# Arma 2 - Steuerung bekloppt oder was ?



## Eol_Ruin (12. April 2012)

Hab mir gestern die aktuelle PCGames mit der Black Edition von Arma2 geholt.
Hab aus verschiedenen Quellen gehört das sie aktuell gepatchte Version (1.11) halbwegs gut spielbar sein soll.

_Nun muß ich aber was loswerden:_
Welcher total bekloppte Idiot hat sich denn diese *Steuerung *einfallen lassen 
Ich kann ja nicht mal mit der rechten Maustaste das Zielfernrohr verwenden sondern muß erst mit einer anderen Taste das *Fernrohr "anheben"*.
Und wieso brauch ich für einen Militär-Shooter - auch wenns ein realistischer ist - *fünf Dutzend Tasten* 
Operation Flashpoint 2: Dragon Rision ließ sich doch auch sinnvoll mit viel weniger Tasten steuern.

Gibts irgendeinen *Mod *der die Steuerung etwas vereinfacht.
Denn so wie sie jetzt ist fang ich erst gar nicht an zu spielen.


----------



## Herbboy (12. April 2012)

naja, das mit dem anheben ist halt realistischer, denk ich mal...
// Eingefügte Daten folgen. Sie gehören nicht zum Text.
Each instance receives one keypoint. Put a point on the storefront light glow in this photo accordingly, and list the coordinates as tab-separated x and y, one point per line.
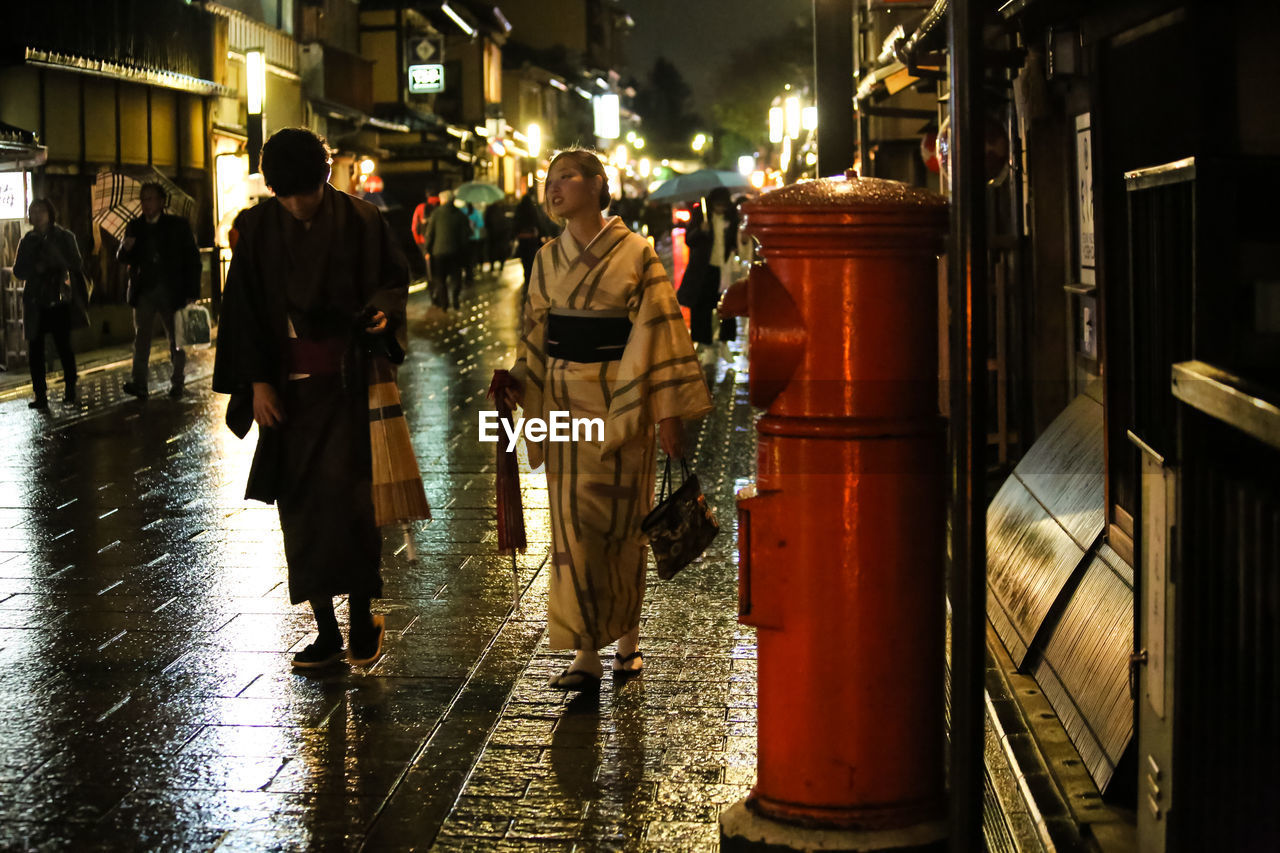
255	81
462	24
776	124
792	115
607	124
Ich hab es noch nicht installiert, aber: was sind das denn überhaupt für Befehle, dass es so viele gibt? ^^


----------



## Shadow_Man (12. April 2012)

Hier ist schon mal eine schöne Übersicht: http://www.noteblog.de.vu/wp-content/gallery/news/gruppe.jpg

Mit der Enter Taste auf dem Numblock kannst auch zwischen Ego und 3rd Person Sicht hin- und herschalten.

Lass Dich aber nicht von der ganzen Steuerung abschrecken. Mit der Zeit geht das schon


----------



## Mothman (12. April 2012)

Shadow_Man schrieb:


> Lass Dich aber nicht von der ganzen Steuerung abschrecken. Mit der Zeit geht das schon


Bei mir ging das nicht mehr klar. Ich hab ArmA und ArmA2 so oft probiert, aber immer nach spätestens einer Stunde gefrustet aufgehört, ob der Steuerung und der Trägheit. 
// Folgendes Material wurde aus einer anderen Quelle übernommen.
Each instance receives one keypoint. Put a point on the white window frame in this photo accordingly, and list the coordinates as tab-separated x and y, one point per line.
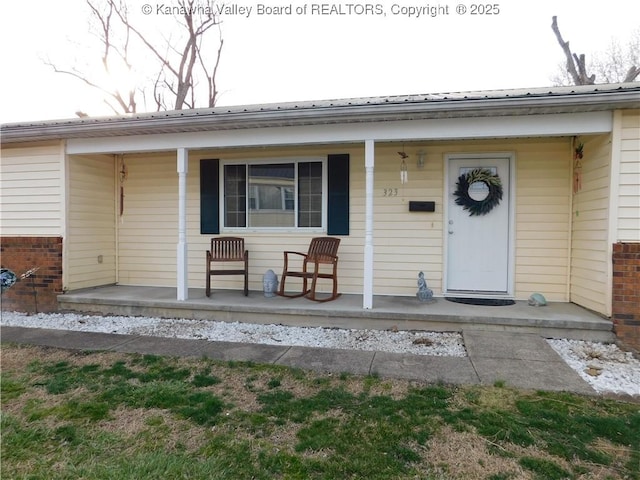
274	160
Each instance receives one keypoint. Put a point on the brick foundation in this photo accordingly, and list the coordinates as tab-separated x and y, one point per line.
20	254
626	293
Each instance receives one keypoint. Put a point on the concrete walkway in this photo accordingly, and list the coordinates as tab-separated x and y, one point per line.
519	360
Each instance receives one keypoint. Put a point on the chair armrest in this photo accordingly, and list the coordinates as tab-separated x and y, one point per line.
287	252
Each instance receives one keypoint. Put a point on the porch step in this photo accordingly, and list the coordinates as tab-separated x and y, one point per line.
556	320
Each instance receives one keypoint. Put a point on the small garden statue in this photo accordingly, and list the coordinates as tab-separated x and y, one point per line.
424	294
270	283
537	300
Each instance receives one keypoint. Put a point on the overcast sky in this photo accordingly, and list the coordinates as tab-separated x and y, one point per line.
319	52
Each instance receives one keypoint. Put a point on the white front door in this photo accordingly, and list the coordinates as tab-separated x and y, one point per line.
478	236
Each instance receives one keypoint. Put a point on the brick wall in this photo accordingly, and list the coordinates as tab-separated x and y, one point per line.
20	254
626	293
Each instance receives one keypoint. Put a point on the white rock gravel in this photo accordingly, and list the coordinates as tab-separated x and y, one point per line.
614	371
619	372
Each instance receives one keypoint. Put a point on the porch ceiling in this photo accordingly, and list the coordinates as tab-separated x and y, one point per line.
539	101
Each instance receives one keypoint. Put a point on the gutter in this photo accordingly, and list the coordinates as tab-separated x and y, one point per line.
326	112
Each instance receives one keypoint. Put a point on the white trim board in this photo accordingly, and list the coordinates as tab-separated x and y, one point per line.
406	130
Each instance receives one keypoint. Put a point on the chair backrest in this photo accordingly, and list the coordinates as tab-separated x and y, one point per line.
227	249
323	249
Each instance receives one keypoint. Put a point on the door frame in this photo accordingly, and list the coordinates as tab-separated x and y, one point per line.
511	157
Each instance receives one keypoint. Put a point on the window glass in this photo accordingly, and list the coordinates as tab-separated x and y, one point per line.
274	195
235	195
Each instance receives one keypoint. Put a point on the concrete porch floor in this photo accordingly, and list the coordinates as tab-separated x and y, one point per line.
556	320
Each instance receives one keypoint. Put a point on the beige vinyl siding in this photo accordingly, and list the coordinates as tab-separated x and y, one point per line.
543	200
589	260
31	198
91	236
405	242
148	229
628	226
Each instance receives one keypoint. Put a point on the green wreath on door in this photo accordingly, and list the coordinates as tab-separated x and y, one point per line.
478	207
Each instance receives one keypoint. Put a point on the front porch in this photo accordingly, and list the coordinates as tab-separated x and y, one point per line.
556	320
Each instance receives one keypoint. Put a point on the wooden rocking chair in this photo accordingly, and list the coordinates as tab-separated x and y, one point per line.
322	251
227	249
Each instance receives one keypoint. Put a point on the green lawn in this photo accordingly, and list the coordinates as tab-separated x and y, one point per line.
70	415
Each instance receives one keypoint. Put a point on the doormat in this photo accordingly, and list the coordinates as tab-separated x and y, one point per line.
488	302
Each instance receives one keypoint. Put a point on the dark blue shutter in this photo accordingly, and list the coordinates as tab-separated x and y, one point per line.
338	186
209	196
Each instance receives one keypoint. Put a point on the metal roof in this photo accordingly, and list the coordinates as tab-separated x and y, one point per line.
351	110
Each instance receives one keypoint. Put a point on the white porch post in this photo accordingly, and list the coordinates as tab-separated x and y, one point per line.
367	294
182	280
Bis da mal wirklich das passiert, was man will (sei nun die KI oder die Steuerung schuld), zieht der Krieg an einem vorbei.
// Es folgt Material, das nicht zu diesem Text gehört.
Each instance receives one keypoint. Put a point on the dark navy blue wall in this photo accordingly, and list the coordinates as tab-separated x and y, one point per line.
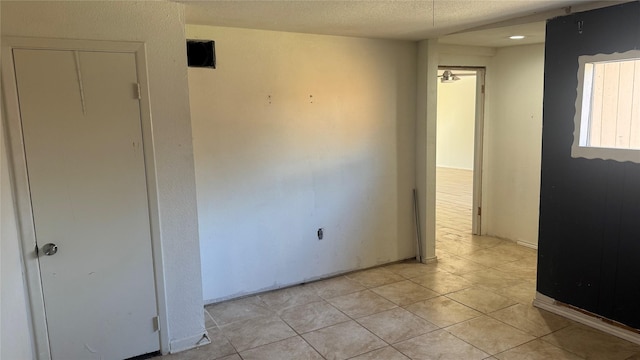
589	242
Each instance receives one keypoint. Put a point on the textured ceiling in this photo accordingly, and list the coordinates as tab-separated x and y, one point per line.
388	19
499	37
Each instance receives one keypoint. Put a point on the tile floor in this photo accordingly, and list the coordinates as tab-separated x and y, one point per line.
474	303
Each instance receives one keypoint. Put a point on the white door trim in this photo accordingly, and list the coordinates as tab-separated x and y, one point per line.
20	184
478	147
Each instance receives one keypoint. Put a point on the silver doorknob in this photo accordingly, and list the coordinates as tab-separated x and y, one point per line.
50	249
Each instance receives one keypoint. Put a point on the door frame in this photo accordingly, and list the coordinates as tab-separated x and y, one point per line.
478	147
20	184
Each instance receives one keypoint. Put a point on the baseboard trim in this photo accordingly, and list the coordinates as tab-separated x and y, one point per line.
178	345
430	260
526	244
546	303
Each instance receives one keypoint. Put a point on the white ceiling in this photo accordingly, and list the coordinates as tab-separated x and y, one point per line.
388	19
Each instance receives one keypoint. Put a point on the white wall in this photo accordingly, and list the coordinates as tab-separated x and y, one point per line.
295	132
456	123
161	26
514	142
14	327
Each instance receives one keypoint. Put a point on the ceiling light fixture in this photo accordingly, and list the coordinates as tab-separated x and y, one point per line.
447	77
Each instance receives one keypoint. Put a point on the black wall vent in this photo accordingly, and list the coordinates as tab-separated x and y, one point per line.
201	53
Und dieses Menü mit ENTER (was es ja definitiv auch schon bei Operation Flashpoint gab) ist imo auch ne Zumutung. Dieses Durchscrollen während der Gefechte ist sowas von unglücklich gemacht, dass ich es fast garnicht in Worte fassen kann. 
Damals zu Operation Flashpoint war man ja noch hart im Nehmen und hat sich da durchgebissen. Aber MUSS das heutzutage wirklich noch sein? Es ist nicht "mehr" Simulation nur weil es sich komplizierter spielt.


----------



## Eol_Ruin (12. April 2012)

Mothman schrieb:


> Es ist nicht "mehr" Simulation nur weil es sich komplizierter spielt.


 
100% zustimm 

Der Satz ist schon fast "zu wahr"


----------



## Herbboy (12. April 2012)

Ein gewisses Maß an "mehr" ist halt schon nötig für mehr Realismus, bestes Beispiel sind Flugsims 

Die Frage ist halt, wieviel "mehr" dann zuviel wird...   ich hab ehrlich gesagt zB schon immer gedacht, dass es bei einem Shooter absoluter Quatsch ist, dass man da minutenlang mit der Waffe im Anschlag rumrennen kann, ohne dass man völlig ermüdet. Daher find ich so was wie "Waffe erst in Anschlag bringen vor dem Zielen" gar nicht mal so falsch, wenn man mehr Realismus verlangt.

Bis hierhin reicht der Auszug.